A parametric finite element method for solid-state dewetting problems with anisotropic surface energies

TL;DR

This paper introduces a parametric finite element method for accurately simulating solid-state dewetting of thin films with anisotropic surface energies, addressing high-order geometric PDEs with improved stability and efficiency.

Contribution

The paper presents a novel PFEM that effectively solves high-order geometric PDEs for anisotropic dewetting, outperforming traditional methods in accuracy and stability.

Findings

High accuracy in simulating anisotropic dewetting

Enhanced numerical stability for open curve evolution

Efficient computation demonstrated through extensive results

Abstract

We propose an efficient and accurate parametric finite element method (PFEM) for solving sharp-interface continuum models for solid-state dewetting of thin films with anisotropic surface energies.

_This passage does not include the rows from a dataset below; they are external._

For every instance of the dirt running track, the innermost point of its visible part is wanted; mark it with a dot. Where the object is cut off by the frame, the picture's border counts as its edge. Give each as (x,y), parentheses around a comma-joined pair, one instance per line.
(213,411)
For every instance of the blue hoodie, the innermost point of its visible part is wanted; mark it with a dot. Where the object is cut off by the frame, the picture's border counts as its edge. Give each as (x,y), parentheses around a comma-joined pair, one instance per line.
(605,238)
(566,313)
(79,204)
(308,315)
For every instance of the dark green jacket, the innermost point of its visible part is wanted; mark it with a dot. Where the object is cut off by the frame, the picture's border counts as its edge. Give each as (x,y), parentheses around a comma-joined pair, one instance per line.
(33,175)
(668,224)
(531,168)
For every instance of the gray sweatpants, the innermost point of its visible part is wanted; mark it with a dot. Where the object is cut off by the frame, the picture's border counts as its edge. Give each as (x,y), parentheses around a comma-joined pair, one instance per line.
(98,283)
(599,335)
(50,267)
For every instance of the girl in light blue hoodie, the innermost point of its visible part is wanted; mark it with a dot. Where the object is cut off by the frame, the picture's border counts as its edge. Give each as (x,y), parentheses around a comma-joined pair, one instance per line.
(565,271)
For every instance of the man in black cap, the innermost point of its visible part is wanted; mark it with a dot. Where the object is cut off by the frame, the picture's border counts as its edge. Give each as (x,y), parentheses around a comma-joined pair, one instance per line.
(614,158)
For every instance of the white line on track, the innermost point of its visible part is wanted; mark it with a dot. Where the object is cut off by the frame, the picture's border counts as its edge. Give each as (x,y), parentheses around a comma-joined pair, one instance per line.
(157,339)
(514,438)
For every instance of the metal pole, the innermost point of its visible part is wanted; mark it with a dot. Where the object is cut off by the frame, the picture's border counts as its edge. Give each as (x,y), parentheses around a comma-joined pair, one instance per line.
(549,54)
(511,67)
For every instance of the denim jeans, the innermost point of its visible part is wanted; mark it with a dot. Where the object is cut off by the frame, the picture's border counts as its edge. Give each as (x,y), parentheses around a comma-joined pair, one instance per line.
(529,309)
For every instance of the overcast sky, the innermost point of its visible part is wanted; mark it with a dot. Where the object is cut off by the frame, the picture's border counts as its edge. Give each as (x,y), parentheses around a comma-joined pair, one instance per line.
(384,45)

The governing equations of the sharp-interface models belong to a new type of high-order (4th- or 6th-order) geometric evolution partial differential equations about open curve/surface interface tracking problems which include anisotropic surface diffusion flow and contact line migration. Compared to the traditional methods (e.g., marker-particle methods), the proposed PFEM not only has very good accuracy, but also poses very mild restrictions on the numerical stability, and thus it has significant advantages for solving this type of open curve evolution problems with applications in the simulation of solid-state dewetting. Extensive numerical results are reported to demonstrate the accuracy and high efficiency of the proposed PFEM.